Business Intelligence Data Storage Architecture

Key Points

For the vast majority of business intelligence projects, an off the shelf standard RDBMS is sufficient for building data marts and data warehouses
Business intelligence user tools often query analytical data stores and do not interact directly with the RDBMS data warehouse layer. However, an RDBMS layer is still the most robust mechanism for preserving data integrity and historical information
In the early stages of a BI strategy you will spend the majority of your development time doing ETL. A specialist ETL tool will ensure the work is performed as efficiently as possible.

You will typically require three layers of accessible data storage for your BI solutions: operational (primary) data storage; data warehouse/historical storage; and analytical databases. In addition, you will require an ETL tool to move data between each of the layers.

Data storage architecture

You will typically require three layers of accessible data storage for your business intelligence solutions: primary data storage; data warehouse/historical storage; and analytical databases.

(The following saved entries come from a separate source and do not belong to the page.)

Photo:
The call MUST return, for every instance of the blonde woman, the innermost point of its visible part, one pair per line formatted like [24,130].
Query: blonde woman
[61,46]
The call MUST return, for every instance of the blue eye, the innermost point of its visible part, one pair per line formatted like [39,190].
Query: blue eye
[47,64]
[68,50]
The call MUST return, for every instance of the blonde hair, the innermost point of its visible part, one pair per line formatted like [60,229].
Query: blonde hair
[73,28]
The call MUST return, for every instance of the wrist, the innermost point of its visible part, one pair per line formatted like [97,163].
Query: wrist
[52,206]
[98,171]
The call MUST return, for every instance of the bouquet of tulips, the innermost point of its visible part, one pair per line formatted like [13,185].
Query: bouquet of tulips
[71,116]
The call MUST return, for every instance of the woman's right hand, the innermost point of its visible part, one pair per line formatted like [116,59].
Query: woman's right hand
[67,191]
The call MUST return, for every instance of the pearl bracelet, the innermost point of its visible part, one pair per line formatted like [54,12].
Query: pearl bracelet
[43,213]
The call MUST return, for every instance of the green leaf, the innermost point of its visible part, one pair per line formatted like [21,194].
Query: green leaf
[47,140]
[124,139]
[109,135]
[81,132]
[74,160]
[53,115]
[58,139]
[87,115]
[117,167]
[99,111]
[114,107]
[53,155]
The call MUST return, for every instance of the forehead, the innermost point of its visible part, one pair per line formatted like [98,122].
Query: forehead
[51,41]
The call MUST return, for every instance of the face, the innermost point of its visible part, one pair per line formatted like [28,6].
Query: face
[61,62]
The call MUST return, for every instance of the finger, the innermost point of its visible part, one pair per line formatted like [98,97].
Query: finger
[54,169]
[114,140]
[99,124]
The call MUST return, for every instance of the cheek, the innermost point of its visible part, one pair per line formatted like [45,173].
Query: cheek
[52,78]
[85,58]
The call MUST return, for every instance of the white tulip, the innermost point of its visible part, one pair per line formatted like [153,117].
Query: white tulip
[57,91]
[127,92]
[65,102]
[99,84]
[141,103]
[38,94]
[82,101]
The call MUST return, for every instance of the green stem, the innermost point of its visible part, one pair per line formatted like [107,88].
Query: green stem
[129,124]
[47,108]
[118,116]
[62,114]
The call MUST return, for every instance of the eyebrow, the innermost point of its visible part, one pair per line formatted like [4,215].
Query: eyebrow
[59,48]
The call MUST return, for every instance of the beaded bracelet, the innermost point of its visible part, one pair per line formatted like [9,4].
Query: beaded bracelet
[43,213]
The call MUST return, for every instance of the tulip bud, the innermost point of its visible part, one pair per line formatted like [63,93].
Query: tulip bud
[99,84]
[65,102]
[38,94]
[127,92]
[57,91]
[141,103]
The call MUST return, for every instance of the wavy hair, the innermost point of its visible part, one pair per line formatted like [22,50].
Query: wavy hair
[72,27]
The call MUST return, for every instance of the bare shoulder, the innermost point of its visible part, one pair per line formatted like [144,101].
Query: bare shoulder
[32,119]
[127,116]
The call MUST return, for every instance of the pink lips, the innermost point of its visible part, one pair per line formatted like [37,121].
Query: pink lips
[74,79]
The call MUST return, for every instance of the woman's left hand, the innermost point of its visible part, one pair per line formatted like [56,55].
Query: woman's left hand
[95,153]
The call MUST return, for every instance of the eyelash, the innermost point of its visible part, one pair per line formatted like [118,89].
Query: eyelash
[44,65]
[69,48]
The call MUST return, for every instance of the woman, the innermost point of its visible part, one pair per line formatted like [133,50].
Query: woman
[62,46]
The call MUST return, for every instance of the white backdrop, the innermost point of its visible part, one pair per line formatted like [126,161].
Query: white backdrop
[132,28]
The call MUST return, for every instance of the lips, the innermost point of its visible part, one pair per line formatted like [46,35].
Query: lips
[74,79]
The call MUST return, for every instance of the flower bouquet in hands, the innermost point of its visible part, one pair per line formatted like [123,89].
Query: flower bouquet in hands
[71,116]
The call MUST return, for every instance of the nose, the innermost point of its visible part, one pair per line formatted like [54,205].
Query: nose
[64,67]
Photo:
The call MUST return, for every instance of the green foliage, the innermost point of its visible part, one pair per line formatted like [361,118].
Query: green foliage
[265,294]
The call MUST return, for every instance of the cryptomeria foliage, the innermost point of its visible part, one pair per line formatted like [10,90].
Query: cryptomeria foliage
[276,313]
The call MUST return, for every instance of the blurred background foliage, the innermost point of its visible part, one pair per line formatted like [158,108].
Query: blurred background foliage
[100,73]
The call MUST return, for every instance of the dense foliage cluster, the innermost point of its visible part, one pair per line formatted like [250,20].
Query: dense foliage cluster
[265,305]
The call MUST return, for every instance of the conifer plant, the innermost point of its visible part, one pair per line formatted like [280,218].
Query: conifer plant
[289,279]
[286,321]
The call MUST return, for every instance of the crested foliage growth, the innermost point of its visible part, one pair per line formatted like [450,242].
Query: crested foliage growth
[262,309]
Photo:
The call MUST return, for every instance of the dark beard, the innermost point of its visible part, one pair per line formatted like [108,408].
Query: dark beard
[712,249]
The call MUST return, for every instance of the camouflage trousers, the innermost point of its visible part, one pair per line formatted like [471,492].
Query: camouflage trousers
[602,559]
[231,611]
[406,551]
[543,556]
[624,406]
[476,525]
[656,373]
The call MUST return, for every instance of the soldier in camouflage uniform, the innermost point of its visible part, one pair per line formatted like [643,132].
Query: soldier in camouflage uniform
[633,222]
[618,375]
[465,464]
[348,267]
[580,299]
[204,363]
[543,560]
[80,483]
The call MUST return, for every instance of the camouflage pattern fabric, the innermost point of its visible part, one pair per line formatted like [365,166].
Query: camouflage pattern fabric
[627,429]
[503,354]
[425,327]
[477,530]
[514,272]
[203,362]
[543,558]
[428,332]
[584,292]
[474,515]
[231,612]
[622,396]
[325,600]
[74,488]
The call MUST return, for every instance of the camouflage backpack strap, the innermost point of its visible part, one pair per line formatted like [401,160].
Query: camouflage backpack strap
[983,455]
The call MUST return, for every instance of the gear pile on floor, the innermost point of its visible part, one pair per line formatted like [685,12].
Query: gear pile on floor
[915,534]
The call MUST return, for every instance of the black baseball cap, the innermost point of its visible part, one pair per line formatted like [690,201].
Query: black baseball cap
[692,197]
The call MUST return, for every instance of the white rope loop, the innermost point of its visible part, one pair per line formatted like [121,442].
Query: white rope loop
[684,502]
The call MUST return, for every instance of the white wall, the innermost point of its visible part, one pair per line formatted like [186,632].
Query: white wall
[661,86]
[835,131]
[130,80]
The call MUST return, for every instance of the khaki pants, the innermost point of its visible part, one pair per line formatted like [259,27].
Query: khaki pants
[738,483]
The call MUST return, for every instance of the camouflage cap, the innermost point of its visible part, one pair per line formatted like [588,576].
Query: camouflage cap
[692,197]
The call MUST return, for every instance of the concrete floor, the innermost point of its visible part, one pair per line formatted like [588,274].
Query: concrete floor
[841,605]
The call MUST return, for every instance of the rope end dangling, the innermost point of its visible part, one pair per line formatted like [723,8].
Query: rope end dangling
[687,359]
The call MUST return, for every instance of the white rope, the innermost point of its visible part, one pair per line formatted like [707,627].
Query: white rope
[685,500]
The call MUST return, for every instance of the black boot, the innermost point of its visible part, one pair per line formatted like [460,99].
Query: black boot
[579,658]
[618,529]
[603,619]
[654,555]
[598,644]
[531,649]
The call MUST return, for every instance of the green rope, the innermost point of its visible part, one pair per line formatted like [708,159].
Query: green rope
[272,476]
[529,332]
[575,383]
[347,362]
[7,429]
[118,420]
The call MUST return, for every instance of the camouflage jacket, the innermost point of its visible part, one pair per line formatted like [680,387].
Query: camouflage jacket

In addition, you will require an ETL tool to move data between each of the layers.

Data sources (primary data storage)

The first layer is comprised of source systems that hold the primary data. I use the term primary data to emphasise that the systems are the original source of the data rather than being comprised of data collected from other systems. Examples might include ERP systems, semi structured data like spreadsheets or other documents, and external sources like web services or subscriptions.
Where the BI solution requires near-real-time data you may point your BI user tools and applications directly at these primary data sources.
In addition to real-time capability, an advantage of using the source systems directly is that you do not have to replicate the data to a data warehouse, which can be time consuming. Of course, a data warehouse has many advantages that you do not get with this approach.
The technology strategy should identify appropriate tools to extract data from these data sources. We should also provide guidance as to when it is appropriate to move data directly from the source system to the end user tool, and when it should be via the data warehouse layer.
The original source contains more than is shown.